Who Should Avoid Hotworx
Certain health conditions make heated exercise genuinely dangerous rather than just uncomfortable. Heart conditions top the list. Unstable coronary artery disease, heart valve disease, and heart failure all increase the risk of a serious cardiac event when heat forces your cardiovascular system to work harder. Low blood pressure or orthostatic hypotension (the kind that makes you dizzy when you stand up) is another concern, since heat dilates blood vessels and can drop your pressure further, leading to fainting.
People with kidney disease face higher dehydration risks and may not be able to recover fluid balance normally. If you take diuretics, blood pressure medications, or anything that causes dizziness as a side effect, those drugs can amplify the effects of heat exposure. Nerve conditions that reduce your ability to sense temperature put you at risk for burns or overheating without realizing it.
Older adults are more prone to dehydration and heat-related dizziness, which raises the fall risk in a small, enclosed space. For children, infrared sauna use should be discussed with a pediatrician first. Anyone with open wounds or recent surgical sites should wait until fully healed, both for infection risk and because heat increases blood flow to healing tissue in ways that may not be beneficial.
Pregnancy and Hotworx
Pregnant women should avoid Hotworx entirely. This isn’t a gray area. The American College of Obstetricians and Gynecologists recommends against becoming overheated in saunas during pregnancy, and the reasoning is straightforward: a maternal body temperature above 101°F raises the risk of birth defects, particularly neural tube defects, heart defects, and oral cleft defects.
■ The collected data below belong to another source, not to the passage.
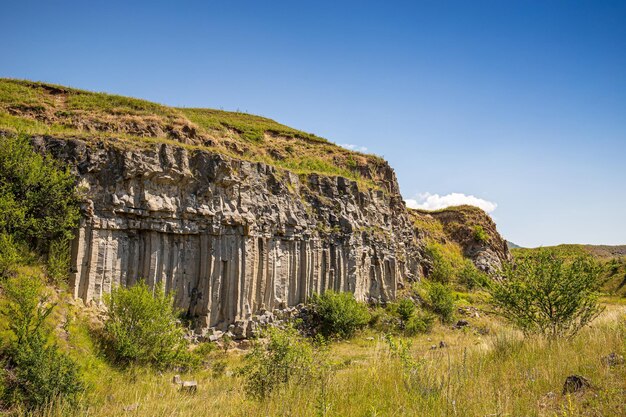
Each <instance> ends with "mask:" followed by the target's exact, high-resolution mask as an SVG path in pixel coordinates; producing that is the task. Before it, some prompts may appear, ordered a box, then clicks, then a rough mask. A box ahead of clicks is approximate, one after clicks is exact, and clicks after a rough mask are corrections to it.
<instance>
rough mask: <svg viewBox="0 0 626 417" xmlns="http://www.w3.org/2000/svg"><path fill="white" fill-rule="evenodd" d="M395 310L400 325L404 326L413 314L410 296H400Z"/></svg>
mask: <svg viewBox="0 0 626 417" xmlns="http://www.w3.org/2000/svg"><path fill="white" fill-rule="evenodd" d="M396 312H397V313H398V316H399V317H400V322H401V325H402V327H404V324H405V323H407V322H408V321H409V320H410V319H411V317H413V315H414V314H415V303H414V302H413V300H411V299H410V298H402V299H401V300H400V301H398V305H397V307H396Z"/></svg>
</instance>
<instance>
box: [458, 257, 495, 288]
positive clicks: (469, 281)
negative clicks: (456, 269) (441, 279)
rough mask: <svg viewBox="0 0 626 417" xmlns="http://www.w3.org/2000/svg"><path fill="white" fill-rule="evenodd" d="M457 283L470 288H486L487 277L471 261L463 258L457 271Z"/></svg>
mask: <svg viewBox="0 0 626 417" xmlns="http://www.w3.org/2000/svg"><path fill="white" fill-rule="evenodd" d="M459 284H462V285H464V286H465V287H466V288H468V289H470V290H472V289H474V288H487V287H488V286H489V277H488V276H487V274H485V273H484V272H482V271H480V270H479V269H478V268H476V266H475V265H474V263H473V262H472V261H470V260H469V259H465V260H464V262H463V268H461V270H460V271H459Z"/></svg>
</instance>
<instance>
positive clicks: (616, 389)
mask: <svg viewBox="0 0 626 417" xmlns="http://www.w3.org/2000/svg"><path fill="white" fill-rule="evenodd" d="M469 321H470V323H471V326H470V327H469V328H465V329H461V330H453V329H452V328H450V327H448V326H445V327H444V326H438V327H436V328H435V329H434V331H433V332H432V333H431V334H427V335H420V336H417V337H414V338H411V339H410V340H411V342H412V346H411V349H410V352H411V357H412V358H414V359H415V360H419V361H421V366H420V367H418V368H417V373H416V378H415V380H416V381H417V383H414V384H407V380H406V379H405V378H404V375H405V371H406V369H405V368H403V366H402V363H401V361H399V360H398V359H397V358H394V357H392V356H391V355H390V353H389V349H388V347H387V344H386V343H385V341H384V339H383V337H382V336H381V335H379V334H374V333H371V332H369V333H364V334H361V335H359V336H358V337H357V338H355V339H353V340H351V341H346V342H340V343H334V344H332V345H331V349H330V357H331V359H332V361H333V364H334V367H335V372H334V373H333V374H332V375H331V377H330V378H329V380H328V382H327V384H326V387H325V388H326V395H325V396H324V395H323V390H322V381H320V380H315V379H313V380H311V381H309V383H308V384H307V385H306V386H289V387H286V388H285V389H283V390H281V391H279V392H277V393H275V394H274V395H272V396H271V397H270V398H269V399H267V400H265V401H255V400H250V399H247V398H246V396H245V393H244V391H243V384H242V382H243V381H242V379H241V377H240V376H237V375H236V374H235V373H234V372H233V371H235V370H236V369H237V368H238V367H239V366H240V365H241V361H242V357H243V352H241V351H230V352H229V353H227V354H221V353H213V354H212V355H211V362H212V363H218V362H224V363H225V364H226V367H227V368H226V372H225V373H224V374H222V375H214V374H213V371H212V370H211V369H210V367H209V368H207V369H204V370H202V371H199V372H196V373H193V374H189V375H183V379H195V380H197V381H198V383H199V389H198V392H197V393H196V394H193V395H186V394H182V393H181V392H179V391H178V389H177V386H176V385H174V384H172V383H171V380H172V376H173V375H174V373H172V372H170V373H164V374H159V373H155V372H152V371H149V370H146V369H136V370H126V371H121V370H116V369H114V368H111V367H110V366H109V365H108V364H107V363H106V362H104V361H103V360H102V359H100V358H99V356H97V355H95V354H94V350H93V349H94V348H93V345H91V342H90V341H89V338H88V336H87V334H86V333H85V332H84V327H81V326H79V325H75V326H74V327H73V330H71V332H70V333H71V338H72V339H71V343H72V344H73V345H74V346H76V347H75V348H74V353H75V355H76V356H77V357H79V358H81V362H82V363H83V366H84V368H85V371H86V374H87V375H88V381H89V383H90V385H91V391H90V393H89V394H88V395H87V396H86V397H85V398H84V399H83V408H82V409H81V410H80V411H79V412H78V414H79V415H88V416H98V417H99V416H118V415H119V416H122V415H124V416H151V417H153V416H163V417H165V416H312V415H327V416H583V415H584V416H622V415H626V408H625V407H626V406H625V404H624V398H625V394H626V366H624V365H621V366H617V367H614V368H609V367H606V366H604V365H603V364H602V363H601V361H600V358H601V357H602V356H604V355H607V354H608V353H610V352H617V353H618V354H621V355H624V354H626V342H625V340H626V306H624V305H620V304H613V303H612V304H609V305H608V306H607V309H606V310H605V312H604V313H603V315H602V316H601V317H600V318H598V319H597V320H596V321H595V322H594V323H593V325H592V326H590V327H588V328H586V329H584V330H583V331H581V333H580V334H579V335H578V336H577V337H575V338H574V339H572V340H559V341H556V342H552V343H549V342H547V341H544V340H541V339H534V338H531V339H523V338H522V336H521V335H520V334H518V333H516V332H515V331H514V330H512V329H511V328H509V327H508V326H507V325H505V324H503V323H502V322H501V321H499V320H498V319H496V318H494V317H491V316H489V315H487V314H484V313H481V316H480V317H479V318H475V317H473V318H470V319H469ZM81 329H82V330H81ZM372 338H373V339H372ZM440 341H444V342H445V343H446V344H447V345H448V347H446V348H441V349H440V348H437V349H431V347H432V346H433V345H438V344H439V342H440ZM571 374H580V375H584V376H586V377H587V378H589V379H590V380H591V381H592V383H593V385H594V388H593V389H592V390H589V391H587V392H585V393H583V394H574V395H561V390H562V386H563V382H564V380H565V378H566V377H567V376H568V375H571ZM320 404H324V405H325V408H326V413H325V414H324V413H323V412H322V411H321V410H320ZM45 415H49V416H52V415H63V409H62V407H59V406H54V407H51V409H50V410H48V411H47V412H46V413H45Z"/></svg>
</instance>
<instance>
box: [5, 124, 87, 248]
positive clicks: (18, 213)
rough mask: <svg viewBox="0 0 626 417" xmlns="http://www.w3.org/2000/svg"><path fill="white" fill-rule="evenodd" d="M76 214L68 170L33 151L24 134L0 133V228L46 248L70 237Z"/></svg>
mask: <svg viewBox="0 0 626 417" xmlns="http://www.w3.org/2000/svg"><path fill="white" fill-rule="evenodd" d="M78 218H79V207H78V201H77V198H76V194H75V184H74V178H73V176H72V175H71V173H70V172H69V170H68V169H65V168H63V167H62V166H61V164H60V163H59V162H58V161H56V160H54V159H53V158H51V157H50V156H44V155H41V154H39V153H37V152H35V151H34V150H33V148H32V146H31V145H30V143H29V142H28V138H27V137H26V136H22V135H19V136H0V232H1V233H6V234H10V235H12V236H15V237H16V238H17V239H19V240H22V241H25V242H27V243H29V244H30V245H31V246H33V245H36V246H37V247H38V248H39V249H43V250H47V249H48V245H49V244H50V242H52V241H55V240H69V239H71V238H72V229H73V228H74V227H75V226H76V224H77V222H78Z"/></svg>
The first trimester is the highest risk window, but the American Pregnancy Association advises avoiding saunas throughout all nine months. Pregnant women are already more susceptible to dehydration, low blood pressure, and dizziness. Adding 125°F heat and physical exertion on top of those vulnerabilities creates a situation that’s risky for both parent and baby.
Eye and Skin Safety
Infrared heating elements emit radiation that your eyes absorb rather than transmit, which means prolonged direct staring at the heating panels can cause the eye to overheat. During a workout, you’re typically not staring directly at the panels, but certain positions in yoga or floor exercises could put your face closer to or aimed at the heaters. Avoid looking directly at the infrared elements for extended periods. Skin burns are possible if you’re positioned too close to a heating panel for too long, though at 125°F the air temperature alone won’t cause contact burns.
How to Reduce Your Risk
If you’re healthy and want to try Hotworx, the risks are manageable with some awareness. Hydrate aggressively before, during, and after your session. Plain water works, but adding electrolytes helps replace what you lose through heavy sweating. Don’t go in on an empty stomach or after skipping water for hours.
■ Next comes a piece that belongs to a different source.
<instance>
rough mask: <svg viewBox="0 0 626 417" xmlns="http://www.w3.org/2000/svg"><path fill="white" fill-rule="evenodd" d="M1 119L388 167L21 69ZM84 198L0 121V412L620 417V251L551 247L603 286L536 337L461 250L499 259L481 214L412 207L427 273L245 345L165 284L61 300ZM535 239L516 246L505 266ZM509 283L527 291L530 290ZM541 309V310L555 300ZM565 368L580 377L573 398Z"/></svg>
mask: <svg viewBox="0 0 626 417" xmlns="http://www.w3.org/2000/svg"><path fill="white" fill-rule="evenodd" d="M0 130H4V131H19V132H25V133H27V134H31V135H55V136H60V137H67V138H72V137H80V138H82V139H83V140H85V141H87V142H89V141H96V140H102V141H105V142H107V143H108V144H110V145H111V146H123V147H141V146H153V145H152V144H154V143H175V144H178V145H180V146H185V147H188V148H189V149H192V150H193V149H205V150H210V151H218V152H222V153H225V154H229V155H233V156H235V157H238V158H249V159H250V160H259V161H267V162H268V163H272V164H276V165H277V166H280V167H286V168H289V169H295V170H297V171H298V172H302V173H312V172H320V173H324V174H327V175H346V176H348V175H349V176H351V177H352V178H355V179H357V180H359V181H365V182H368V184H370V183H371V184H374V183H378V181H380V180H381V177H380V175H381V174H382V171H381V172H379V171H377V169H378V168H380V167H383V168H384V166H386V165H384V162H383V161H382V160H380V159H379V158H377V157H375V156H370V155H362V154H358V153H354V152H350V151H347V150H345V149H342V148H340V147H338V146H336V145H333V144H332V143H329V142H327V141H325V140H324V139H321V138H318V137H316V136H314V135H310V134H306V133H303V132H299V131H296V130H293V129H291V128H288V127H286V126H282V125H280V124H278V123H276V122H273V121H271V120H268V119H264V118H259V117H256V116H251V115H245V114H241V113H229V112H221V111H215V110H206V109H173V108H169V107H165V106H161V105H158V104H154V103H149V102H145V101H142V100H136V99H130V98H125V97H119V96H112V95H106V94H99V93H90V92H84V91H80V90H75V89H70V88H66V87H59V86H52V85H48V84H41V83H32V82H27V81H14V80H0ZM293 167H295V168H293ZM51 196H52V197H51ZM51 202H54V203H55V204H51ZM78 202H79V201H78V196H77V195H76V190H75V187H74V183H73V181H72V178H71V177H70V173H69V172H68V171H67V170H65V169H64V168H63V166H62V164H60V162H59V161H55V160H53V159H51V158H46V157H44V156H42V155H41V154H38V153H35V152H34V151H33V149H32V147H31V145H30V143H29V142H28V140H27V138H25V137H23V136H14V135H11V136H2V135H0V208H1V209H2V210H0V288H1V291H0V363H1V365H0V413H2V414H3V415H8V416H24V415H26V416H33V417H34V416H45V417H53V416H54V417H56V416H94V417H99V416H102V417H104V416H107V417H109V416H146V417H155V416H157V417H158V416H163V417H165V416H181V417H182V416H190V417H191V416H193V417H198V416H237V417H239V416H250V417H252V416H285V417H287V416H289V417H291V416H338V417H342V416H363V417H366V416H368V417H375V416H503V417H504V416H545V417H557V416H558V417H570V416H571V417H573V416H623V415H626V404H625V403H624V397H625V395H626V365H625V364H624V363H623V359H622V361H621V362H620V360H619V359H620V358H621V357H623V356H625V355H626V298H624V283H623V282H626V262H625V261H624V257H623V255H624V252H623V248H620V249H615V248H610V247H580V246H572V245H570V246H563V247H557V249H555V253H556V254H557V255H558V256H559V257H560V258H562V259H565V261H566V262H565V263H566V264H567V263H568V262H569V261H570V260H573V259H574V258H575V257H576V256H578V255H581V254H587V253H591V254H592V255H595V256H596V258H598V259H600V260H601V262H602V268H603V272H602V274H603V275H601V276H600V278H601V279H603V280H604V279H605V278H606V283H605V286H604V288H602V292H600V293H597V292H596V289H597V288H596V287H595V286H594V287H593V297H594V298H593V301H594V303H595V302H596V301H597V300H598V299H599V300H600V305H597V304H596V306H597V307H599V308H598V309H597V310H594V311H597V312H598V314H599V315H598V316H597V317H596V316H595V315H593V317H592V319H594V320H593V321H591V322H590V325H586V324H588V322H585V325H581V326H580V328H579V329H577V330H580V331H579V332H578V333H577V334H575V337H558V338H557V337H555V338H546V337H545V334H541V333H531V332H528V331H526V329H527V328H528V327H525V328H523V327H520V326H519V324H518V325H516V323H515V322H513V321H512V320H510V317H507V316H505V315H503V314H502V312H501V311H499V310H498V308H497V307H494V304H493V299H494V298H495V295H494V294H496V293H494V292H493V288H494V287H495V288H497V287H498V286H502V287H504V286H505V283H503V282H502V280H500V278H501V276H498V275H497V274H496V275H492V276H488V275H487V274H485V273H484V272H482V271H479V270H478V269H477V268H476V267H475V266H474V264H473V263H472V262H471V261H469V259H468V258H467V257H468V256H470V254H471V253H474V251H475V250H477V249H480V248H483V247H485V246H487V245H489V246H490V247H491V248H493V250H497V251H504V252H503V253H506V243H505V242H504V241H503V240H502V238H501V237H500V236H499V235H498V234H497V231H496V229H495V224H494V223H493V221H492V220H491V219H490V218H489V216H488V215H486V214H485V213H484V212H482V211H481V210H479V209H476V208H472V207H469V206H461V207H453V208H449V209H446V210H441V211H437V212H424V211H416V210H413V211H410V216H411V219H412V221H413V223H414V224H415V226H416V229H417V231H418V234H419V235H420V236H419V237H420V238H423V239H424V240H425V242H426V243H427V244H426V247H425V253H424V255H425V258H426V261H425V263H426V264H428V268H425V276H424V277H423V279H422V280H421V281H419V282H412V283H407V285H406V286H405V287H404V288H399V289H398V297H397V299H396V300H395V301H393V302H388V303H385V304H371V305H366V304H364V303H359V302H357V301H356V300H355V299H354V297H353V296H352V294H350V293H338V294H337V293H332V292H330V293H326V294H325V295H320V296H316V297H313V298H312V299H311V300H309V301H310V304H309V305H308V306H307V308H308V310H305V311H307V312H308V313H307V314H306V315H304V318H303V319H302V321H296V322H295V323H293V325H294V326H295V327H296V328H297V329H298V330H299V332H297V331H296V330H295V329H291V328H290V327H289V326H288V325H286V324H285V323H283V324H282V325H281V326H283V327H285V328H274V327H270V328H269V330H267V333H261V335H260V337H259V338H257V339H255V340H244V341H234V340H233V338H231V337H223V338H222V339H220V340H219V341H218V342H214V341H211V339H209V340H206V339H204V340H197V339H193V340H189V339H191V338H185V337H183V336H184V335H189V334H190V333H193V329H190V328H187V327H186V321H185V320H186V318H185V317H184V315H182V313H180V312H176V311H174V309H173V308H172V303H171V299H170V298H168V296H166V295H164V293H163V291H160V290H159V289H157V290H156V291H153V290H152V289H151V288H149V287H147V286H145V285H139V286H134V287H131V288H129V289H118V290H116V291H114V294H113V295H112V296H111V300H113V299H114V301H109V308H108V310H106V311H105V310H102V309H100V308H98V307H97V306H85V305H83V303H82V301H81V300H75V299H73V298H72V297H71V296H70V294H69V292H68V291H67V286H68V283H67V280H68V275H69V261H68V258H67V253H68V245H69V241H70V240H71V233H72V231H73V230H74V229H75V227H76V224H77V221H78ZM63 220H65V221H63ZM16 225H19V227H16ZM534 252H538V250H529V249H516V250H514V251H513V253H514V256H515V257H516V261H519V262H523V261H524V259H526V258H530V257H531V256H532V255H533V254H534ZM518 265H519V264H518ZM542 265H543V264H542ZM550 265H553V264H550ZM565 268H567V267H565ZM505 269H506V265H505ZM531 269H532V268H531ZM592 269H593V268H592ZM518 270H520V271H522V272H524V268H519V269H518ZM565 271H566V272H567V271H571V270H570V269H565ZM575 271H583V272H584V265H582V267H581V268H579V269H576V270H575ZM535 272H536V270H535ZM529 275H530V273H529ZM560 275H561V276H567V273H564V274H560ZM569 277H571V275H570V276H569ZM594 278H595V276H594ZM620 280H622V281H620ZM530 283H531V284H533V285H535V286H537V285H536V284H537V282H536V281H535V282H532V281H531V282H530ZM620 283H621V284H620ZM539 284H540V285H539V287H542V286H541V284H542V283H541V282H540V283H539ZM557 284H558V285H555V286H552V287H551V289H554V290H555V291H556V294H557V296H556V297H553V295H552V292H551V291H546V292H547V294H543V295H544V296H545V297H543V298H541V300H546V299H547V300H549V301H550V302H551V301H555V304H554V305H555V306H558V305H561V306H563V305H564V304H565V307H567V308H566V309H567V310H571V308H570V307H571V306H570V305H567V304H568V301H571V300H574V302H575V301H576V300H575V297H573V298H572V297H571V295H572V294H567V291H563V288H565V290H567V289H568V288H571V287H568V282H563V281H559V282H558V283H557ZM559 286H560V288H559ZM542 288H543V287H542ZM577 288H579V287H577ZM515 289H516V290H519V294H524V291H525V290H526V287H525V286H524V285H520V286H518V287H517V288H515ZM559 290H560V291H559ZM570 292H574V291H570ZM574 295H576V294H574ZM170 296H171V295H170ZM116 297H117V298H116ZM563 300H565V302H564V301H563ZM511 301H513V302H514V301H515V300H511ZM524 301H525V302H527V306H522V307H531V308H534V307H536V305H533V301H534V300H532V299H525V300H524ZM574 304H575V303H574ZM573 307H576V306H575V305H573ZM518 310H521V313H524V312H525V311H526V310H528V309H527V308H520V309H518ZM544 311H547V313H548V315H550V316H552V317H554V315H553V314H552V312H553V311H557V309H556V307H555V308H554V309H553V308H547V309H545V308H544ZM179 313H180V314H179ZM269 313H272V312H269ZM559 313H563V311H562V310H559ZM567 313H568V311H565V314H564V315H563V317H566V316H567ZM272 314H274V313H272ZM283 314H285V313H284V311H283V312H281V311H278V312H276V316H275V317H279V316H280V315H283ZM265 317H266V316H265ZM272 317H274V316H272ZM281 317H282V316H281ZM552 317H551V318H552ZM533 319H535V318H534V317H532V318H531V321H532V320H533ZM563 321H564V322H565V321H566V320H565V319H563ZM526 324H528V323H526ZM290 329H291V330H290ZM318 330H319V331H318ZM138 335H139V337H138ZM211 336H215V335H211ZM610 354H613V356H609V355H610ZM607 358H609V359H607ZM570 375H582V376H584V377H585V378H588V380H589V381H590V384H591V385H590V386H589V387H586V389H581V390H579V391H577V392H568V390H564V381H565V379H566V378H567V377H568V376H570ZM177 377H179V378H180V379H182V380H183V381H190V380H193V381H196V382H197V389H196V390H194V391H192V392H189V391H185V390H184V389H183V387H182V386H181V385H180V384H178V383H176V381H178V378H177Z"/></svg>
Start with shorter sessions and lower-intensity workouts. A 15-minute HIIT session in 125°F heat is a very different experience than 15 minutes of HIIT in an air-conditioned gym, so don’t assume your normal fitness level translates directly. Pay attention to how you feel: dizziness, nausea, confusion, or a pounding heartbeat are signals to stop immediately, not push through. Step out and cool down if anything feels off.
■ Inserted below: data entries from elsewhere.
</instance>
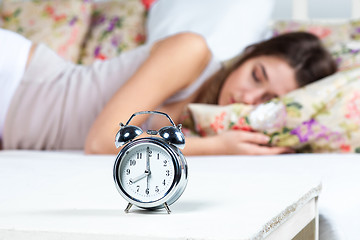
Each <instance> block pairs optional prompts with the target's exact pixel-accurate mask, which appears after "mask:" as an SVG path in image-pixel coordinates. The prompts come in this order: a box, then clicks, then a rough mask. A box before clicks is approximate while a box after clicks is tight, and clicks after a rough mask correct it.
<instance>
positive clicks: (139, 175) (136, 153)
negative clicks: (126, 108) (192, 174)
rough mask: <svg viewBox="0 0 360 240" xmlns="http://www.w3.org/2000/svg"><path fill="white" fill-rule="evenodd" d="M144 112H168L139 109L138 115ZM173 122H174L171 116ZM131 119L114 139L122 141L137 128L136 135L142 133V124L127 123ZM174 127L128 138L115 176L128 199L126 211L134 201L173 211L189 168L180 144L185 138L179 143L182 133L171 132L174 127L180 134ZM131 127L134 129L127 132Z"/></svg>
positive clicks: (132, 203) (175, 128) (169, 117)
mask: <svg viewBox="0 0 360 240" xmlns="http://www.w3.org/2000/svg"><path fill="white" fill-rule="evenodd" d="M145 113H155V114H161V115H166V114H164V113H161V112H153V111H151V112H150V111H146V112H138V113H135V115H138V114H145ZM133 116H134V115H133ZM133 116H132V117H133ZM166 116H167V115H166ZM132 117H131V118H132ZM167 117H168V116H167ZM131 118H130V119H129V121H130V120H131ZM168 118H169V119H170V117H168ZM129 121H128V123H129ZM170 122H171V123H173V122H172V120H171V119H170ZM128 123H127V124H126V125H121V126H122V129H123V131H122V132H121V129H120V130H119V132H118V134H117V136H116V140H115V141H118V142H122V141H123V140H122V137H123V136H124V135H125V136H126V135H132V134H133V132H134V129H135V130H136V131H138V133H137V134H135V135H140V134H141V133H142V131H141V132H139V129H140V128H138V127H136V126H131V125H128ZM173 125H174V124H173ZM174 127H175V129H170V131H169V129H168V128H169V127H165V128H163V129H160V130H159V131H154V130H151V131H150V134H151V135H157V134H159V135H160V137H156V136H151V137H144V138H139V139H135V140H126V141H127V142H126V145H125V146H124V147H123V148H122V149H121V151H120V152H119V154H118V155H117V157H116V160H115V164H114V170H113V176H114V181H115V185H116V188H117V190H118V191H119V193H120V195H121V196H122V197H123V198H124V199H125V200H126V201H128V202H129V204H128V206H127V208H126V209H125V212H128V211H129V209H130V208H131V206H132V205H135V206H138V207H140V208H145V209H150V210H152V209H159V208H165V209H166V210H167V212H168V213H170V209H169V206H170V205H171V204H173V203H174V202H175V201H176V200H177V199H178V198H179V197H180V196H181V195H182V193H183V192H184V190H185V188H186V185H187V177H188V168H187V163H186V160H185V157H184V155H183V154H182V153H181V151H180V150H179V148H178V146H179V145H180V146H183V145H184V142H183V143H181V144H179V142H178V140H173V139H174V138H179V136H171V135H174V131H175V132H176V134H177V135H178V133H179V131H177V130H180V127H179V126H177V127H176V126H175V125H174V126H172V127H170V128H174ZM126 128H128V129H126ZM164 129H165V130H164ZM162 130H163V133H162ZM128 131H130V132H131V133H130V134H128V133H127V132H128ZM164 131H165V132H164ZM148 133H149V131H148ZM180 133H181V131H180ZM181 134H182V133H181ZM182 136H183V135H182ZM182 136H180V138H181V137H182ZM119 139H120V140H119ZM169 139H170V140H169ZM173 142H175V144H173ZM180 142H181V141H180ZM177 145H178V146H177Z"/></svg>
If you have any of the conditions listed above, or if you take medications that affect your blood pressure or hydration, talk to your doctor before trying any heated workout. The infrared sauna itself has a reasonable safety profile. The Mayo Clinic notes that no harmful effects have been reported from infrared saunas alone. But combining that heat with physical exertion changes the equation, and the people most at risk are often the ones least likely to recognize the warning signs in time.